FIG 3.

IFITM3 does not affect PRRSV particle attachment, entry, or access to endosomes or lysosomes. (A) Marc-145-Vector or Marc-145-IFITM3-flag cells were incubated with PRRSV at an MOI of 1.0 for 6, 8, 10, and 12 h. The infected cells were fixed and stained with anti-PRRSV N antibody and counterstained with DAPI to visualize the nuclei. (B) Marc-145-Vector or Marc-145-IFITM3-flag cells were infected with 1.0 MOI of PRRSV for 1 h at 37°C, and then cells were washed with PBS and cultured with 3% FBS+DMEM. Cells were harvested 1, 2, 4, 5, 6, 8, or 10 hpi, and PRRSV genome levels were determined.
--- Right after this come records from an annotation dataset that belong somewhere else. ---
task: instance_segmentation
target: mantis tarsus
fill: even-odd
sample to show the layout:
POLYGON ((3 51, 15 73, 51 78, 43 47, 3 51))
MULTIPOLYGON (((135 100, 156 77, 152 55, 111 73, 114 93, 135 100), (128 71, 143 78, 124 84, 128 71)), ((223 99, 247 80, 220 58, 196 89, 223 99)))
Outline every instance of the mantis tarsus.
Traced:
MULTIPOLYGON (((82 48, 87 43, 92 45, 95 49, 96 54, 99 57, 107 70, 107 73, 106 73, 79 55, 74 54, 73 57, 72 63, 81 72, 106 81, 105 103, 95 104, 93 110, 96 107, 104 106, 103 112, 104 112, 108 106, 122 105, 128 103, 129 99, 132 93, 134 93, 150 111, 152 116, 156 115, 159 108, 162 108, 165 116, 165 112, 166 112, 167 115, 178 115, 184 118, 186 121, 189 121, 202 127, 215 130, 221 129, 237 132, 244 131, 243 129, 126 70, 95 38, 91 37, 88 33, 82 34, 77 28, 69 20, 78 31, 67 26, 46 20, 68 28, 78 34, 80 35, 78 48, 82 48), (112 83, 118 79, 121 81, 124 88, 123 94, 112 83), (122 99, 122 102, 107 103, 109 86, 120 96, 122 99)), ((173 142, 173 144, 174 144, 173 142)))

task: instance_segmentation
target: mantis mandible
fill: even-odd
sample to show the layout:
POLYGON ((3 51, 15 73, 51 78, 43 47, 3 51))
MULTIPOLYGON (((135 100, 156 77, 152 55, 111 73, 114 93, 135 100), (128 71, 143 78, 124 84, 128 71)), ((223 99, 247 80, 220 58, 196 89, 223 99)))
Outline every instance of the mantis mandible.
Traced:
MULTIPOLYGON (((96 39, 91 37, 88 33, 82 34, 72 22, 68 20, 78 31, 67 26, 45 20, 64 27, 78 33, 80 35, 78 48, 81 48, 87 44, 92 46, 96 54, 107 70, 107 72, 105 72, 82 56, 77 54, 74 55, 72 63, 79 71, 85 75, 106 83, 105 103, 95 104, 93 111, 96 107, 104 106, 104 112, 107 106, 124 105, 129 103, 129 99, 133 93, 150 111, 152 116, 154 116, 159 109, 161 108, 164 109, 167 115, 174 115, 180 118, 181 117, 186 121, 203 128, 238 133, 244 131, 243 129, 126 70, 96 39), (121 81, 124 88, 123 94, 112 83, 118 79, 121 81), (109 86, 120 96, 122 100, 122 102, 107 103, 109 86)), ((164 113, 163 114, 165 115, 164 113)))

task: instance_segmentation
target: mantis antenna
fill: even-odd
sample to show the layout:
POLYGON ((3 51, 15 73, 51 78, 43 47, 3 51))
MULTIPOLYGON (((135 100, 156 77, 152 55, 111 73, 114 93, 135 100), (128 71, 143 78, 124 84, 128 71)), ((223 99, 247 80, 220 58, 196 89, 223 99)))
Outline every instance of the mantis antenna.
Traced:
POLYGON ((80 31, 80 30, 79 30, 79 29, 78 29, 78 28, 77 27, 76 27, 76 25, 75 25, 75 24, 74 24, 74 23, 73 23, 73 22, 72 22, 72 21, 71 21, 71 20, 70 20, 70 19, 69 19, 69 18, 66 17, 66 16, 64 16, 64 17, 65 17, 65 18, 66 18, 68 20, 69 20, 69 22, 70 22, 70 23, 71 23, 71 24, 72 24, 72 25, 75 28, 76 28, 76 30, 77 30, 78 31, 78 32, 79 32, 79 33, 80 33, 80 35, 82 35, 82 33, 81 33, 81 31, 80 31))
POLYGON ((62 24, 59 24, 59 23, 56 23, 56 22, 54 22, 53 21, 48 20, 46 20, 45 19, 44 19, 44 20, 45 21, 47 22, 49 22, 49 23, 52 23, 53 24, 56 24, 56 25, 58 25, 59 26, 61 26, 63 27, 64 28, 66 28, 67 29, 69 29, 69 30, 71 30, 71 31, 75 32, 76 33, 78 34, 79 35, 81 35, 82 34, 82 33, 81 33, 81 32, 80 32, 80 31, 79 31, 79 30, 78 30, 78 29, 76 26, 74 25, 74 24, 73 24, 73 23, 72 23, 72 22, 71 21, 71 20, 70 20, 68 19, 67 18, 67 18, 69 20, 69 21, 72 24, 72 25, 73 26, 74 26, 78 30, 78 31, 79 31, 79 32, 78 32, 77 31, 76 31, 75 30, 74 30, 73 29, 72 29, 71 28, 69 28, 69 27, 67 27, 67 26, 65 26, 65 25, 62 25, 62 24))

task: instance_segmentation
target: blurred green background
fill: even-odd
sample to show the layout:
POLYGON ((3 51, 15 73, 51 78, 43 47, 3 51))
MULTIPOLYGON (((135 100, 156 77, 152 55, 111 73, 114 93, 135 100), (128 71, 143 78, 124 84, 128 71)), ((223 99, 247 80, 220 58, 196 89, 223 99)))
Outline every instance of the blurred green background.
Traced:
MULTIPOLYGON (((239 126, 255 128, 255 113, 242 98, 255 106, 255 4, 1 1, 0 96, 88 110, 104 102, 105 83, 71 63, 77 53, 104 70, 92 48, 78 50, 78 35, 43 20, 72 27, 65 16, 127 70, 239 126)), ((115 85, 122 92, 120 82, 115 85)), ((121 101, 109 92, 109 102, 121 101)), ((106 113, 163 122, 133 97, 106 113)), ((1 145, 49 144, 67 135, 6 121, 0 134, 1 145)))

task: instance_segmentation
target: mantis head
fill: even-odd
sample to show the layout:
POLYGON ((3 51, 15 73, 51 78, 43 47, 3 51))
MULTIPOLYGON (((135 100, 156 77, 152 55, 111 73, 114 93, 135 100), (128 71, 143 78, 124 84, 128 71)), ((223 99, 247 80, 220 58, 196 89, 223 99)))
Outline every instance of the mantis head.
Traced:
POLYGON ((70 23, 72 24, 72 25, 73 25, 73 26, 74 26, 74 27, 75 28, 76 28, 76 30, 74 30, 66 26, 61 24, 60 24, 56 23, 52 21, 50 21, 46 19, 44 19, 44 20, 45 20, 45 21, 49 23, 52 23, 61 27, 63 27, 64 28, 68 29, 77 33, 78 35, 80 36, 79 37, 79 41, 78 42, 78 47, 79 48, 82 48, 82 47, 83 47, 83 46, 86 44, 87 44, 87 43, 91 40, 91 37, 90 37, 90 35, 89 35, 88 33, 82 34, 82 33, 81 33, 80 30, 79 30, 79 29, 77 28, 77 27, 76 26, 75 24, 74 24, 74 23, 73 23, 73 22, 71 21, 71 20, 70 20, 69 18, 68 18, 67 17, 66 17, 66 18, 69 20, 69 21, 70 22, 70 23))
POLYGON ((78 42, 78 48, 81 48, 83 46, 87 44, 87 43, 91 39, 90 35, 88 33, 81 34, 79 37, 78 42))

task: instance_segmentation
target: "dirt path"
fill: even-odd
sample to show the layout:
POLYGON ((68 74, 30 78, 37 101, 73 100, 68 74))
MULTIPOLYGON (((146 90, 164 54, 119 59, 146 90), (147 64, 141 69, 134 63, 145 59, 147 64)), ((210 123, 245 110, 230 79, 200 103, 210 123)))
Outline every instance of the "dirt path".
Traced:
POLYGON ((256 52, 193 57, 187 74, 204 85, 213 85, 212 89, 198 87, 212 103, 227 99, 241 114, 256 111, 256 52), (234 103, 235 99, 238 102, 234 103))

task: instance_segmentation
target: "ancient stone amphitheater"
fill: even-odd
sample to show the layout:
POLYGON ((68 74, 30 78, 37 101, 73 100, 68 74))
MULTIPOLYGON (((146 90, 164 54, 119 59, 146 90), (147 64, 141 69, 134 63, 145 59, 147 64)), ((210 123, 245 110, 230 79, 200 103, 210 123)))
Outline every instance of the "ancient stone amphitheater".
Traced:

Prechilled Marc-145-Vector or Marc-145-IFITM3-flag cells were infected with PRRSV (1.0 MOI) and further chilled on ice for 1 h. (C) For the attachment assay, after washing 3 times using ice-cold PBS, cells were harvested for PRRSV genome abundance analysis. (D) For the entry assay, cells were washed with PBS three times and treated with 37°C prewarmed DMEM and incubated at 37°C for 1 h, followed by trypsin treatment for 30 sec and 3 washes with PBS. Cells were collected for PRRSV genome content analysis. (E) Marc-145-Vector or Marc-145-IFITM3-flag cells were inoculated with 1.0 MOI PRRSV for 1 h at 37°C, and then cells were fixed and stained with anti-PRRSV N, -Rab5, -M6PR, and -LAMP2 antibodies, followed by an Alexa Fluor 488-conjugated goat anti-rabbit IgG (H&L) antibody and an Alexa Fluor 594-conjugated goat anti-mouse IgG (H&L) antibody. Colocalization of PRRSV particles with cellular vesicles was quantified, and representative images are presented. Scale bar, 10 μm. Horizontal bars represent the mean of the Pearson’s correlation coefficient (Rr) calculated based on 10 fields of view, with error bars marking the 95% confidence intervals. PRRSV, porcine reproductive and respiratory syndrome virus; MOI, multiplicity of infection; hpi, hours postinfection.